With James Gandolfini's untimely death this last week, an old clip from The Sopranos came to mind. (The link appears above.) Even Tony Soprano was looking for meaning and this brief encounter reminded me of just how tortured and torturous the search can be.
On the face of it, the spectacle of a mob boss and his wife reacting to their nihilistic son's worldview and the education that brought him to that place seems improbable. Why would a professional criminal have scruples about God? But the scene is, in fact, so true to life that even Gandolfini's considerable skills are not the only key to the scene's credibility. The scene is also thoroughly human, and deeply rooted in the meaning-making that is part and parcel of our existence.
It is commonplace to attribute that need to religious training and, of course, even in this scene from the series, one can argue that Tony Soprano's reaction is rooted in his fictional Catholic upbringing. But, in truth, the quest for meaning is a human activity. It is not, strictly speaking, religious in nature.
What is striking in this clip is the assumption defended by the Sopranos' children that real education is, by definition, a destructive and nihilistic enterprise. Having taught for years now on both the graduate and undergraduate level, I don't believe that is the case.
Educators cannot simply underwrite the values of a student's home. They do not and cannot know what those values might be. They also vary greatly across a classroom and higher education may offer an opportunity to think more deeply and systematically about those values for the first time in life (or so we might hope). But the systematic effort to destroy or denigrate the values students bring to the classroom with them is a lazy approach to the educational process. It is far harder to make a case for what they should believe in.
The destructive educational enterprise is also born of an ideology of its own. Witness, for example, Curtis White's criticism of Christopher Hitchens' book, God Is Not Great. White, who is also an atheist, skewers Hitchens for relying on narrow caricatures, for playing fast and loose with history, and for failing to define what he means by "reason"—all in the service of ideology. But the ploys Hitchens uses are so common in the average classroom that White is all but alone among mainstream writers in drawing attention to the flaws in that kind of argument.
It is little wonder, then, that the Sopranos are not the only American family outraged by the gaps in the education their children are getting. But what is missing is not a simple endorsement of what our children are taught at home. What is missing is an approach to education that honors the deeply spiritual enterprise of making meaning. It takes no effort to challenge the values that anyone might choose to give their life direction.
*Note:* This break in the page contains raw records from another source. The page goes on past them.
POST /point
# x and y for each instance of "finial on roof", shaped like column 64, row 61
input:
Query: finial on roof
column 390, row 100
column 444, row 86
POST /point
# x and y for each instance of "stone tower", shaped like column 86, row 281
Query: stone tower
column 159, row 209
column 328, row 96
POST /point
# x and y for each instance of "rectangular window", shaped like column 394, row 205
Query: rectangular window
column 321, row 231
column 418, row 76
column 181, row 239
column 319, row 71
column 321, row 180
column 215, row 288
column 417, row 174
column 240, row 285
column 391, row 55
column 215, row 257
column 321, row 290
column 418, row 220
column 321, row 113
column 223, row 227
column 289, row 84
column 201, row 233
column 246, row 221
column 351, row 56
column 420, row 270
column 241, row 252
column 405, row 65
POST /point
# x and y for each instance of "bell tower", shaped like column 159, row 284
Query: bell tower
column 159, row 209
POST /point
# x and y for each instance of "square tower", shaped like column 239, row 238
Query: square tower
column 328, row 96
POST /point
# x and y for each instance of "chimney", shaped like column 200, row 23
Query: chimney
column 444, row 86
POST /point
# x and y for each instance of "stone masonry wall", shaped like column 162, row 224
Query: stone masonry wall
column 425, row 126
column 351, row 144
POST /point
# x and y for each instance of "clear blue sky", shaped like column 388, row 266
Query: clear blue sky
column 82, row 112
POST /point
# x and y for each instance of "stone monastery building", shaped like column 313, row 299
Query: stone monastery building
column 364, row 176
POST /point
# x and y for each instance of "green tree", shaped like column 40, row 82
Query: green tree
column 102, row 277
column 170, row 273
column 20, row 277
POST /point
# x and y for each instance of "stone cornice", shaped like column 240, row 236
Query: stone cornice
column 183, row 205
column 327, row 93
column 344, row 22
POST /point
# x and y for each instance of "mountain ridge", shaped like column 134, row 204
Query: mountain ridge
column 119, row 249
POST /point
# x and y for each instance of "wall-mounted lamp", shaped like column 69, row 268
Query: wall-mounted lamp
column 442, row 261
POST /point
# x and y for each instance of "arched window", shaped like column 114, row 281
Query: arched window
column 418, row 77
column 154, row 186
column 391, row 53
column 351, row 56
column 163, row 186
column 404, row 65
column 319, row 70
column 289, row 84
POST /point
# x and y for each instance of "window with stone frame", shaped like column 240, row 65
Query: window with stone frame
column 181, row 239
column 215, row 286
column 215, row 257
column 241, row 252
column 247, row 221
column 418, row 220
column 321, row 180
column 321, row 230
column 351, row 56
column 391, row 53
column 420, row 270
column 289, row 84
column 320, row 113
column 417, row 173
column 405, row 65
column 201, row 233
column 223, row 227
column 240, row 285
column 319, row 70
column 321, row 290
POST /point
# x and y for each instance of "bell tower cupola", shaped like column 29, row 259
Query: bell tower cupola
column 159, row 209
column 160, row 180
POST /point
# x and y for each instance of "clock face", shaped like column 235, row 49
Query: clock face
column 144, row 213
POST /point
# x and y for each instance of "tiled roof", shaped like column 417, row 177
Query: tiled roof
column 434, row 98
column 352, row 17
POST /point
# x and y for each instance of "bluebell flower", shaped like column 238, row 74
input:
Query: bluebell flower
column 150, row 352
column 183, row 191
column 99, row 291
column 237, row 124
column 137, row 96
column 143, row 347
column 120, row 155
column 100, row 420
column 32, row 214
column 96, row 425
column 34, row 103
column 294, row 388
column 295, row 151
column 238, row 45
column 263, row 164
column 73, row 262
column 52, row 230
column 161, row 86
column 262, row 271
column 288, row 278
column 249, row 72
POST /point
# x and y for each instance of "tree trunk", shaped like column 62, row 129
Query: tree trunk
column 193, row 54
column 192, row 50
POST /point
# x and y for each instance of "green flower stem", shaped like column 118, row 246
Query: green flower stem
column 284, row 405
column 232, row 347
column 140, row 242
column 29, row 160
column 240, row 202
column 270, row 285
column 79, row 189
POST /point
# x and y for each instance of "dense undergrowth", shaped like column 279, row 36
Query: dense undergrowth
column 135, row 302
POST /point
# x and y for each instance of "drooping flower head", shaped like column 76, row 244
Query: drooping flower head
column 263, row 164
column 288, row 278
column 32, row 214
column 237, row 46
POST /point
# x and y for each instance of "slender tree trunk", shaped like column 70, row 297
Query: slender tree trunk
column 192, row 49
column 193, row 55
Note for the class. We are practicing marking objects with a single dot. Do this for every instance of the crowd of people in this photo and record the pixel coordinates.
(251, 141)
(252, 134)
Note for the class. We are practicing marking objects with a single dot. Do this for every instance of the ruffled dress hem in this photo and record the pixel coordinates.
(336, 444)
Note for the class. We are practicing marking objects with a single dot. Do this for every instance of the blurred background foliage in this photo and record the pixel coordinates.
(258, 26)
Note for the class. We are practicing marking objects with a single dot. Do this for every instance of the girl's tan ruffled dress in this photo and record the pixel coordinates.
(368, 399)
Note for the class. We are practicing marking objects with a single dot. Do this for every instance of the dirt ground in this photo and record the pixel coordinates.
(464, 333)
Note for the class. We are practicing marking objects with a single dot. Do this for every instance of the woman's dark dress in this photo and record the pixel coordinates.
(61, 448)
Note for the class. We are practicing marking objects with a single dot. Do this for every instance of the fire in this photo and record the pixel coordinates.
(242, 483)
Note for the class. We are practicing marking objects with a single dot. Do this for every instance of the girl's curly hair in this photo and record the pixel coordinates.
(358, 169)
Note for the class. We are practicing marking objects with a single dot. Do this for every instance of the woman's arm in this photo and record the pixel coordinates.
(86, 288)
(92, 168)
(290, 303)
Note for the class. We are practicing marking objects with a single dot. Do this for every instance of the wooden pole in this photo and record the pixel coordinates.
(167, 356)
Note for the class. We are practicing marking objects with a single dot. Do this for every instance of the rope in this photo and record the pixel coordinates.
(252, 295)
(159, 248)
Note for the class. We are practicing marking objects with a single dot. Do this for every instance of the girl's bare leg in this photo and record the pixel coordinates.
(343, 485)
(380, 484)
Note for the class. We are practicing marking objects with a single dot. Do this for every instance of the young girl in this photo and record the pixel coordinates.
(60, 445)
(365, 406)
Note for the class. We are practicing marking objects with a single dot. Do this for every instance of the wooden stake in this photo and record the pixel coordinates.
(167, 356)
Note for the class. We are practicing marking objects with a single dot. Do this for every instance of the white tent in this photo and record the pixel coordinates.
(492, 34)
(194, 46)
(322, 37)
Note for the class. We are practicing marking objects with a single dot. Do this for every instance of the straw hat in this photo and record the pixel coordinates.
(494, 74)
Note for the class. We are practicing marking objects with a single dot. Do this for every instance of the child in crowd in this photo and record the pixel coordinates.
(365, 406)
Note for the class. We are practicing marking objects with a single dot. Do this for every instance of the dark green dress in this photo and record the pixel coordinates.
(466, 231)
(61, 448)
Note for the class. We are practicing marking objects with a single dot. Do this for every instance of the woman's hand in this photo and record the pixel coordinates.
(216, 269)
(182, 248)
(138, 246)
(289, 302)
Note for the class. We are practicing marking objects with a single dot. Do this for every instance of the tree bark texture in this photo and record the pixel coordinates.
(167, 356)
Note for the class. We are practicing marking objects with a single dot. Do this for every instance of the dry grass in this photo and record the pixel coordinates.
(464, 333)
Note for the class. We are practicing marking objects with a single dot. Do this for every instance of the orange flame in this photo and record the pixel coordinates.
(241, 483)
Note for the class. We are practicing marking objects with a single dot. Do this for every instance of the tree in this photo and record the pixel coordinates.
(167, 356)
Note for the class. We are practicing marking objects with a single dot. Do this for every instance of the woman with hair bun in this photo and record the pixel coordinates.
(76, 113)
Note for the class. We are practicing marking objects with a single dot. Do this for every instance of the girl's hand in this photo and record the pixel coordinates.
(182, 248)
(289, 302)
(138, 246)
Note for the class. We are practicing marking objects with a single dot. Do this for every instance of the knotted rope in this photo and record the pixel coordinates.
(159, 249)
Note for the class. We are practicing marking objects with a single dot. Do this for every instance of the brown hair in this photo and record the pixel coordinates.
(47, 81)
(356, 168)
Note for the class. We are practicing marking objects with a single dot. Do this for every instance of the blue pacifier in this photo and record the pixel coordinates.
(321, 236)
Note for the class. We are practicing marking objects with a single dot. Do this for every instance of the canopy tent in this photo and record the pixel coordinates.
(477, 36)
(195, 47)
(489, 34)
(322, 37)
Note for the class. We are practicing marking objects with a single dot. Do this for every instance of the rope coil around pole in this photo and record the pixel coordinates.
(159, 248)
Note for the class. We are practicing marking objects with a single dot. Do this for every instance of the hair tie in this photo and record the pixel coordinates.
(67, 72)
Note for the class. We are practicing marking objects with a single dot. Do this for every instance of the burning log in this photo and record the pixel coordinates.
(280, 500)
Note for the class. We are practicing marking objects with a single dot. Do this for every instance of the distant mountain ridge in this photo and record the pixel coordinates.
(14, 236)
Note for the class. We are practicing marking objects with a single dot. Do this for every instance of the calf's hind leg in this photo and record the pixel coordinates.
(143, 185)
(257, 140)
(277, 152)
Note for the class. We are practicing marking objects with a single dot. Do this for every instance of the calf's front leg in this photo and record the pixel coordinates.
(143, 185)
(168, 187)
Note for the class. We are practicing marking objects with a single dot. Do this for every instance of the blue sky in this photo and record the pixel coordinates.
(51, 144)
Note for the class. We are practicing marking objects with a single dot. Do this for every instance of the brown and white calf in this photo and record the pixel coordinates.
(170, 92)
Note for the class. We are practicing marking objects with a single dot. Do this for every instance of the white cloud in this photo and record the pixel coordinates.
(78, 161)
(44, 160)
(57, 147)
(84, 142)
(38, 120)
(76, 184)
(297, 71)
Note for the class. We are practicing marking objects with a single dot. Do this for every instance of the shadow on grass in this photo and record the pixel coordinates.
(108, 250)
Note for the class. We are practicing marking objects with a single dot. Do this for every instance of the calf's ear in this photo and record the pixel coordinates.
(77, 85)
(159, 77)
It takes deep integrity and academic rigor to discover and own a worldview and values in a world where there will always be unanswered questions. The latter is both a deeply spiritual and intellectually demanding task that should be facilitated, not frustrated in the academy.
The difference between the two should be the difference between a freshman and senior. It is definitely the difference between a teacher and an ideologue with a classroom.